Now that Caitlin was gone, Nick returned to the attic and stood alone in front of Tesla’s machine.
He was hurt by Caitlin’s rejection, but, somehow, being with the machine made him feel a little bit better. He couldn’t explain its grip on him. How, when he was near it, he had the urge to crawl inside it. To become a part of it. It now occupied that strange gravitational vortex in the center of his attic—the spot where he used to sit when the room was empty. Being there had made him feel like he was at the center of all things, but more importantly, at the center of himself. He couldn’t get to that place now. The best he could do was be near the machine. Nick felt a growing need to tend to it.
To complete it.
Just as Caitlin had said—before shooting him down in flames—Nick intuitively knew how the objects fit in the larger machine, although he had no idea what each object’s specific function in the device was, and with each part he added, the pull to completion grew. The closer he got to finishi
ng Tesla’s Far Range Energy Emitter, the more it seemed the machine wanted to be finished.
Nick’s feeling of urgency was far preferable to the humiliation Caitlin had left him with. And so, secret and alone, he stood as close as humanly possible to the unfinished machine, trying to somehow resonate with its purpose, and longing for the day he could finally fire it up and see what it did.
Caitlin didn’t even remember the walk home from Nick’s house that day, she was so filled with frustration and anger. Long before she reached her front door, however, she realized she was angry at herself, not Nick.

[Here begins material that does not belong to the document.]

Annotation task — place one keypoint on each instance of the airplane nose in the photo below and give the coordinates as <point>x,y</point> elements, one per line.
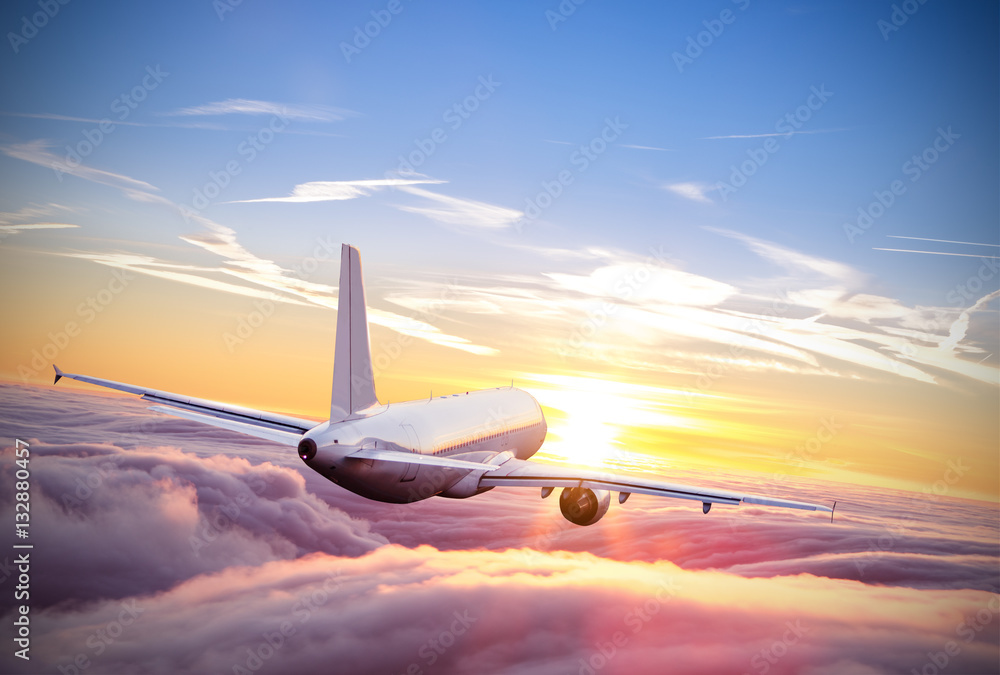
<point>307,449</point>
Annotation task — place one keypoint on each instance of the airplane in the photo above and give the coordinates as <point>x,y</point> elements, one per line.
<point>455,446</point>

The tape recorder that Nick had so coldly brought up had given her enough insight into herself to know that he had every right to be upset with her. Perhaps they were growing into more than friends. And if she was leading him on, there was a reason. Admittedly she liked him, even if she admitted it to no one but herself—but dating carried the kind of baggage that neither she nor Nick could afford right now.
In Caitlin’s experience, a boyfriend was someone you thought you really liked, but once you got to know him, you spent all your time figuring out how to escape. Caitlin figured that dating would be like that until she finally got the hang of it. Only then would true love set in; only then would she find her soul mate.
She suspected that Nick might very well be soul-mate material, but turning him into a Theo would ruin that. Was there something wrong with her, that she would keep dating a boy she didn’t want to spend time with, and keep spending time with a boy she was afraid to date?
“Caitlin, honey,” her mother said as she walked into the house, “Theo’s here.”
And there he stood in the doorway, her ex/not-quite-ex-boyfriend.
Caitlin sighed. “Of course he is.”
“Did you forget we were studying for science today?” he asked.
“Sorry,” she said. “There was something I had to take care of.”
Then she sat down, and they pulled out their science books and got to work.